Volta-Based Tesla V100 Data Center GPU Shatters Barrier of 120 Teraflops of Deep Learning
NVIDIA today launched Volta™ — the world’s most powerful GPU computing architecture, created to drive the next wave of advancement in artificial intelligence and high performance computing.
The company also announced its first Volta-based processor, the NVIDIA® Tesla® V100 data center GPU, which brings extraordinary speed and scalability for AI inferencing and training, as well as for accelerating HPC and graphics workloads.
“Artificial intelligence is driving the greatest technology advances in human history,” said Jensen Huang, founder and chief executive officer of NVIDIA, who unveiled Volta at his GTC keynote. “It will automate intelligence and spur a wave of social progress unmatched since the industrial revolution.

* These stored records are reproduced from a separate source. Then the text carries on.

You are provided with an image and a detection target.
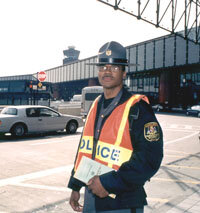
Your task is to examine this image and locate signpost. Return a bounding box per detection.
[37,71,47,82]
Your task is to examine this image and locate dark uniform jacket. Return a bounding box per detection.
[68,89,163,210]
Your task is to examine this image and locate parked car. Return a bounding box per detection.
[0,105,83,137]
[186,105,200,118]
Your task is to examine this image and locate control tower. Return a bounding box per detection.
[63,46,80,64]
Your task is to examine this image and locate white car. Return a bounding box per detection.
[0,105,83,137]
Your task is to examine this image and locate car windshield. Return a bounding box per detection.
[191,105,200,110]
[1,108,17,115]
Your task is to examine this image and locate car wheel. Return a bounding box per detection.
[11,124,26,137]
[66,121,78,134]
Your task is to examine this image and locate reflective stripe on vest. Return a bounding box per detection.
[75,95,149,170]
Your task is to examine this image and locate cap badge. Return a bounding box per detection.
[106,50,112,56]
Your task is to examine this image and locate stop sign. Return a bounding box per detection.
[38,71,47,82]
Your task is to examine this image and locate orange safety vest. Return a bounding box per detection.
[75,95,149,171]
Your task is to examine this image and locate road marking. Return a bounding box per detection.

“Deep learning, a groundbreaking AI approach that creates computer software that learns, has insatiable demand for processing power. Thousands of NVIDIA engineers spent over three years crafting Volta to help meet this need, enabling the industry to realize AI’s life-changing potential,” he said.
Volta, NVIDIA’s seventh-generation GPU architecture, is built with 21 billion transistors and delivers the equivalent performance of 100 CPUs for deep learning.
It provides a 5x improvement over Pascal™, the current-generation NVIDIA GPU architecture, in peak teraflops, and 15x over the Maxwell™ architecture, launched two years ago. This performance surpasses by 4x the improvements that Moore’s law would have predicted.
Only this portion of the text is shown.